Так что на самом деле в помощниках с передовой он не нуждался, однако продолжал приходить в окопы и приглашать желающих к себе, словно в том была некая житейская мудрость, которую он пытался вложить им в головы. Как ни странно, находилось немало таких, кто следовал за ним в его владения, чтобы погреться на солнышке, прополоть или взрыхлить грядку-другую. Какой мирной представлялась там жизнь! Если не считать операцию по взятию высоты «Хорек», то на всем фронте в летние месяцы установилось относительное затишье.

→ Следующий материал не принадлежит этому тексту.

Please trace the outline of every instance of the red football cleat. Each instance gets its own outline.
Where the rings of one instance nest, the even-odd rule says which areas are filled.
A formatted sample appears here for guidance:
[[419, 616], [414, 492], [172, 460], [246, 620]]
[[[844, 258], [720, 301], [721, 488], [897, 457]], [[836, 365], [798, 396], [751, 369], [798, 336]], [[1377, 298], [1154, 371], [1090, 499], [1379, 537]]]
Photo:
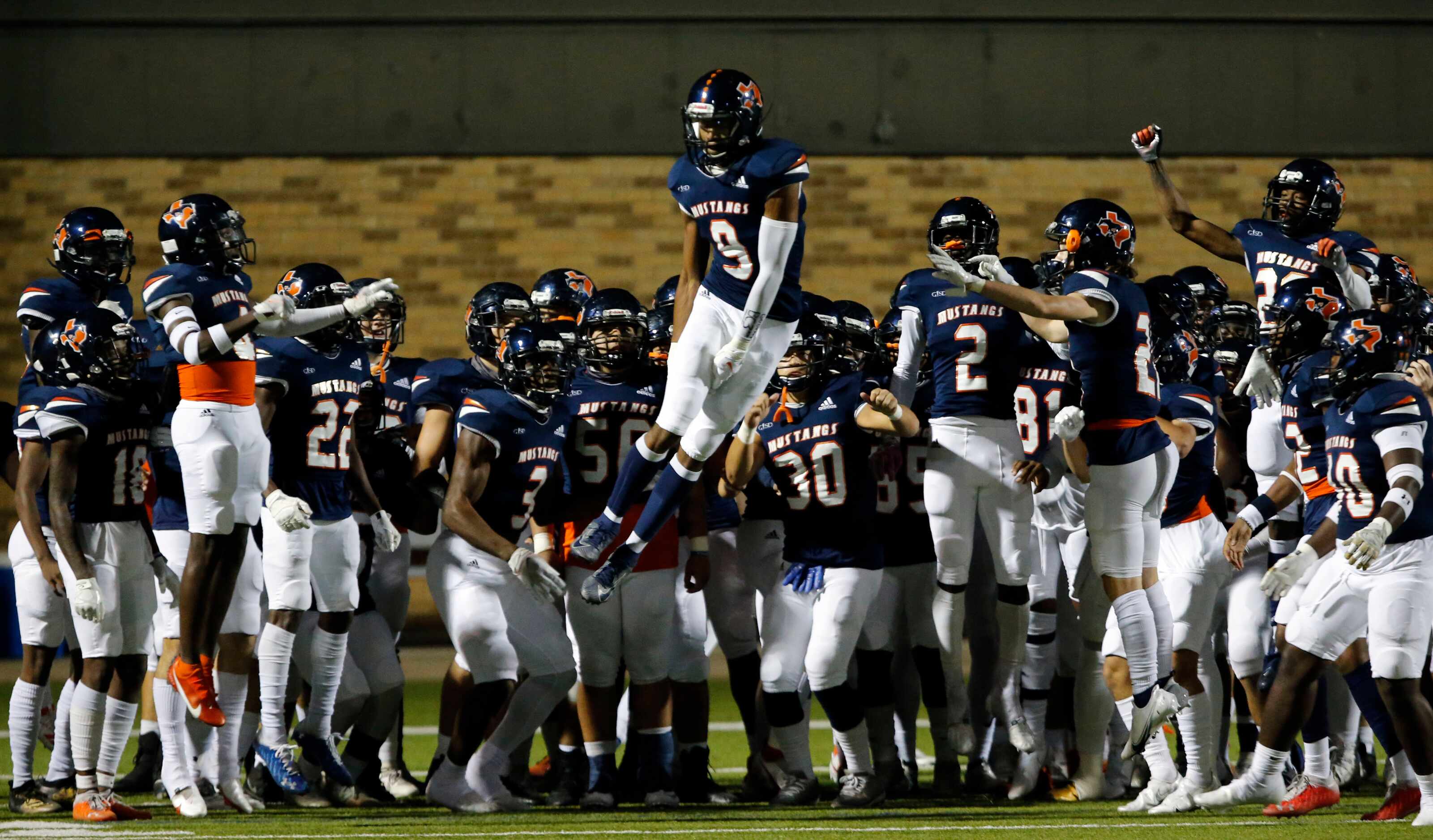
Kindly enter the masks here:
[[1389, 788], [1389, 794], [1383, 799], [1383, 804], [1379, 810], [1369, 811], [1363, 816], [1364, 820], [1373, 823], [1381, 823], [1384, 820], [1401, 820], [1403, 817], [1419, 810], [1419, 801], [1422, 800], [1419, 794], [1417, 784], [1399, 784]]
[[175, 657], [173, 664], [169, 665], [169, 685], [183, 697], [189, 714], [199, 718], [201, 723], [218, 728], [224, 726], [225, 717], [214, 694], [214, 677], [203, 667], [205, 658], [208, 657], [201, 657], [201, 664], [191, 665]]
[[1300, 776], [1288, 791], [1284, 801], [1264, 806], [1265, 817], [1303, 817], [1318, 809], [1331, 809], [1338, 804], [1338, 783], [1333, 787], [1318, 784], [1308, 776]]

Фрайтаг провел на одном из передовых постов около десяти часов. Караульная служба на этих постах была нелегким делом, хотя, как правило, нудным и однообразным. Но тот, кто нес там вахту, ни на минуту не мог позволить себе расслабиться и поэтому, даже когда его сменяли, еще долго испытывал огромную усталость. В какой-то момент Фрайтаг даже подумал, а не остаться ли ему здесь, вместо того чтобы вернуться в окопы, где в принципе можно отоспаться. С другой стороны, можно и здесь удобно расположиться в теньке — поболтать с товарищами, покурить, сыграть в карты. Чем он обычно и занимался в минуты уныния или когда его клонило в сон. Сегодня же он прошел назад лишнюю милю — туда, где в поте лица трудился Кленнер.

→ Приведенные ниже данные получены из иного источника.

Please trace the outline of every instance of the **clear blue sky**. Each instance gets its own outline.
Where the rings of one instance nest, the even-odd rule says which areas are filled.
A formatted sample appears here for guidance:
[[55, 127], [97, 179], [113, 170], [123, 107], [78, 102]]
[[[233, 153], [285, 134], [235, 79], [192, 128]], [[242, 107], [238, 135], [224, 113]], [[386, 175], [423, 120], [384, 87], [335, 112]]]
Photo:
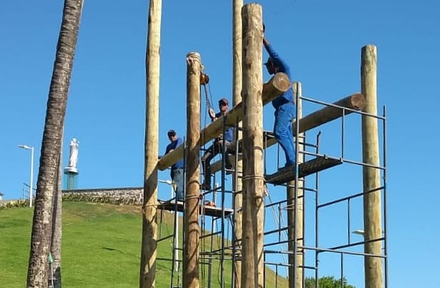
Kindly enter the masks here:
[[[36, 183], [62, 2], [0, 4], [0, 191], [6, 198], [21, 197], [23, 183], [29, 181], [30, 153], [19, 144], [36, 147]], [[66, 119], [63, 165], [68, 143], [76, 137], [80, 188], [140, 186], [148, 1], [85, 2]], [[188, 52], [201, 53], [214, 101], [231, 99], [231, 2], [163, 1], [160, 153], [168, 142], [168, 129], [185, 134]], [[436, 124], [439, 4], [434, 0], [260, 3], [266, 36], [290, 63], [293, 80], [302, 82], [305, 95], [333, 102], [359, 91], [360, 49], [366, 44], [377, 46], [378, 106], [380, 111], [386, 105], [388, 116], [389, 287], [432, 287], [440, 257], [440, 196], [435, 185], [440, 163], [436, 151], [440, 145]], [[305, 107], [305, 114], [313, 110], [310, 107]], [[270, 129], [273, 110], [268, 106], [265, 112], [264, 127]], [[330, 143], [339, 143], [328, 133], [332, 129], [330, 125], [326, 134], [323, 128], [323, 135]], [[313, 133], [310, 135], [313, 139]], [[348, 138], [354, 143], [347, 154], [359, 159], [355, 141], [359, 133]], [[325, 141], [322, 149], [331, 150]], [[362, 189], [359, 174], [352, 182], [341, 179], [340, 174], [323, 175], [324, 198], [335, 197], [335, 189], [343, 182], [350, 182], [347, 188], [353, 189], [351, 193]], [[167, 172], [160, 178], [167, 178]], [[159, 188], [159, 196], [169, 196], [167, 186]], [[321, 225], [336, 229], [337, 220], [330, 215], [323, 220], [328, 225]], [[323, 265], [322, 274], [337, 273]], [[355, 271], [362, 265], [347, 269], [349, 282], [362, 287]]]

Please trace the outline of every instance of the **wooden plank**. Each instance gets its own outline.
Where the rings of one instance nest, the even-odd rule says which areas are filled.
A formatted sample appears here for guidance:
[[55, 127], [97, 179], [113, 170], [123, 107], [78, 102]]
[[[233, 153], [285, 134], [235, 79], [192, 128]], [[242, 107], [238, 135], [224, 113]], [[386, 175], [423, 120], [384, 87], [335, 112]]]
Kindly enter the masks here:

Там уже было несколько других солдат — они неспешно, в своем собственном темпе, копались в земле, не обращая внимания на то, что Кленнер — а его, как обычно, переполняла энергия — ушел довольно далеко вперед. Фрайтаг работал не спеша, болтая с теми, кто двигался параллельно ему между рядами огурцов и свеклы, мимо навозных куч и горок компоста. Какое умиротворение царило вокруг, как широк был горизонт! Иногда они устраивали перерыв, облокотившись на черенки лопат и мотыг, но не потому, что устали, а чтобы просто постоять в тишине и впитать в себя эту картину — зеленые побеги возле их ног, покурить, окинуть взглядом землю, не опасаясь, что вам на голову обрушится небесный огонь. Кленнер, несмотря на свою бурную деятельность, время от времени тоже присоединялся к ним и пускался в рассуждения на темы огородничества. Другие слушали его с интересом, однако чаще всего он говорил и говорил, и тогда другие начинали слушать его вполуха, а взор скользил от одного края горизонта до другого.
Над зеленым пространством справа высился город — белый каменный город, словно подернутый туманной дымкой на фоне летнего неба. Рядом с окраиной располагалось кладбище — поросшее белоствольными русскими березами кладбище одного из полков, ближе к берегу речки Ловати. Дальше тянулись болота, среди которых то там, то здесь виднелись купы чахлых берез. Правда, этим летом благодаря обильным дождям все вокруг поражало буйной зеленью. Часть горизонта была словно прикована к железнодорожной насыпи, что тянулась до Ново-Сокольников.